Selon vous, quel rôle jouent les femmes dans la médiation et le processus de paix au niveau des diasporas africaines en France et sur le continent africain ?

La grande originalité du Haut-commissariat des diasporas de France est d’avoir créé une commission de médiation qui est pilotée par les femmes. Elle permettra de voir dans quelle mesure elles peuvent accompagner les processus de paix afin d’apaiser les tensions entre pays, entre localités, ou entre ethnies.

Les femmes ont un rôle très important à jouer dans ce sens parce que ce sont de très bonnes communicantes. Ce sont aussi des personnes apaisées qui, de par leurs vécus, ont une certaine manière d’aborder les choses en utilisant leur double ou triple casquettes en tant que mère, chef d’entreprises ou autre.

Nous sommes convaincus qu’en formant les femmes à la médiation, elles peuvent au sein de leurs régions respectives faire avancer les choses et constituer de ponts entre les gouvernements et les diasporas. Des cellules de médiation sont prévues à travers les régions où nous avons des points d’entrés.

Quelles sont les difficultés que rencontrent les femmes des diasporas africaines en France ?

Elles ne rencontrent pas des difficultés à mon avis, mais ont plutôt besoin de points d’amélioration. Les femmes issues des diasporas africaines souhaitent jouer un rôle dans leurs pays d’origine.

Il faut juste leurs donner les moyens pas que financiers mais mettre en lumière toutes les possibilités qu’elles ont pour être actrices sur le continent africain.
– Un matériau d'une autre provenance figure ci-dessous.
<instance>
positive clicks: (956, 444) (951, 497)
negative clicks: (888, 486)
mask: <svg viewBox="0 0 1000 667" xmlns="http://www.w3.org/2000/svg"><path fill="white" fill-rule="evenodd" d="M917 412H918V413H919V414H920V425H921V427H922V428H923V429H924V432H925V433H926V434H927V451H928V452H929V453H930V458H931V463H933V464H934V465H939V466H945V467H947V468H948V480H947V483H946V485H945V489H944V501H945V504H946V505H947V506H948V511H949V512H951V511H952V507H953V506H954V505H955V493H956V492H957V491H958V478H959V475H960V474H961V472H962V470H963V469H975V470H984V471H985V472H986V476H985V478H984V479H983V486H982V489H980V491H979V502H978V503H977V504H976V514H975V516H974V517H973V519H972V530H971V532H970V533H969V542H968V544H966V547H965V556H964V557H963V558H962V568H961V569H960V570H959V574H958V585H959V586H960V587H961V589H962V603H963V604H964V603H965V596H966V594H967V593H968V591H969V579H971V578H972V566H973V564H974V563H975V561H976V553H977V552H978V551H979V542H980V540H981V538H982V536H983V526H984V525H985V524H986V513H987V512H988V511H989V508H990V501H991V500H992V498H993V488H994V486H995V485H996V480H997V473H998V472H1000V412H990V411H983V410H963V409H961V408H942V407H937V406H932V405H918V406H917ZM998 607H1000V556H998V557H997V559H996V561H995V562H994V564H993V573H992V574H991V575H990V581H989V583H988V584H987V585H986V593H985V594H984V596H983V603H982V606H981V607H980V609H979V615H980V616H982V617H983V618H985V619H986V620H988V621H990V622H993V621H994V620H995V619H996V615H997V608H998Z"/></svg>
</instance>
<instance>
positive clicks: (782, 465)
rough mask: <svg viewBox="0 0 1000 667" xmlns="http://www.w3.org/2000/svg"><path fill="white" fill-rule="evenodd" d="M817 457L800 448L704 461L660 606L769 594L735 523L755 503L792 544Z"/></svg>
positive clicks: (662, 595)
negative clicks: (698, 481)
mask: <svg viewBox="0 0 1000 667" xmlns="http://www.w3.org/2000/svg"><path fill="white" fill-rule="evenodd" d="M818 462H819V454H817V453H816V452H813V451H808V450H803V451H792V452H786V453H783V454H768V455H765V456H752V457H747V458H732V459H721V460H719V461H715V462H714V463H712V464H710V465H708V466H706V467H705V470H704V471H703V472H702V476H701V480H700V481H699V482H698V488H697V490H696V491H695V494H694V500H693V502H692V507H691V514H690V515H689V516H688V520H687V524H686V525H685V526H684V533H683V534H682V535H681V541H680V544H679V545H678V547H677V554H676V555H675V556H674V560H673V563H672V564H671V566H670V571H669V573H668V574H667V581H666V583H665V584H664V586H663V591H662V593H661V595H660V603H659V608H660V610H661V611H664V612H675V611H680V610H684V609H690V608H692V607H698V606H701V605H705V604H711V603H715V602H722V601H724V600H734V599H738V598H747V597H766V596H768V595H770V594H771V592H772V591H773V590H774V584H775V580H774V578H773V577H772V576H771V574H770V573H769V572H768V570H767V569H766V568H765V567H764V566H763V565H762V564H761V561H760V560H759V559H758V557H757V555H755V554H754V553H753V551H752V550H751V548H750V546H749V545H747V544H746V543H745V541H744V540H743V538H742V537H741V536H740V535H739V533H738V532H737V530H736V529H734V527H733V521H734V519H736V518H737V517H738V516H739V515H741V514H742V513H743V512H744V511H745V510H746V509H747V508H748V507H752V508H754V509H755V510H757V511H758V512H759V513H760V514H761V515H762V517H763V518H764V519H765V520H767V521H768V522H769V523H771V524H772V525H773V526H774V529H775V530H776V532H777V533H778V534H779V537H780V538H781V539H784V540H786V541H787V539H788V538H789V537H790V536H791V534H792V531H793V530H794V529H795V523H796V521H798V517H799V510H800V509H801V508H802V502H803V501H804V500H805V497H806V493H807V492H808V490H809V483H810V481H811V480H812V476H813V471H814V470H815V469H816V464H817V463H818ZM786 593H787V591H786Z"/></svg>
Le Haut-commissariat participe à accompagner ces femmes qui souhaitent s’investir de manière significative en laissant derrière elles, tout ce qu’elles ont eu comme héritage en France et aller à l’aventure au sein du continent africain.

Il n’y a pas réellement de difficultés, il faut trouver la manière de les accompagner et c’est valable également pour la gent masculine.

Il y a aussi nos retraités qui souhaitent rentrer. Nous avons créé la passerelle intergénérationnelle au sein du Haut-commissariat pour que la jeune génération aide les ainés à renter aux pays à s’installer et continuer à avoir leurs droits en France.

Quel message lancez-vous aux dirigeants africains à l’endroit des diasporas africaines ?

Nous demandons aux dirigeants africains de mettre en place un bureau dédié qui serait le pont d’entrée et de contact du Haut-commissariat des diasporas africaines de France. Cela facilitera la diaspora à faire les démarches administratives au sein de leurs pays d’origine.

Il faudrait aussi un bureau basé en France qui sera le point de contact, de relais et de facilitateur afin d’obtenir toutes les informations nécessaires en partenariat avec les gouvernements de nos pays.

Aujourd’hui, il n’est pas facile d’entreprendre en tant que citoyen de la diaspora africaine alors que nous encourageons l’entreprenariat qui sera la clé de développement de toutes les régions de nos pays respectifs.

Comment vous vous organisez pour faire en sorte que les diasporas africaines puissent agir dans leurs pays ?

Nous avons décidé de nommer des référents dans chaque pays qui compose le Haut-commissariat des diasporas africaines de France. Ces derniers auront la mission de cartographier les régions et de mettre en place des responsables ou facilitateurs qui permettront aux diasporas de s’installer dans le pays d’origine en trouvant facilement toute l’infrastructure qui leurs accompagneront ainsi que les interlocuteurs adéquats.

 Nous lançons ainsi un appel à toutes les personnalités qui se sentent capables de porter ce projet qui est d’une très grande responsabilité à nous rejoindre.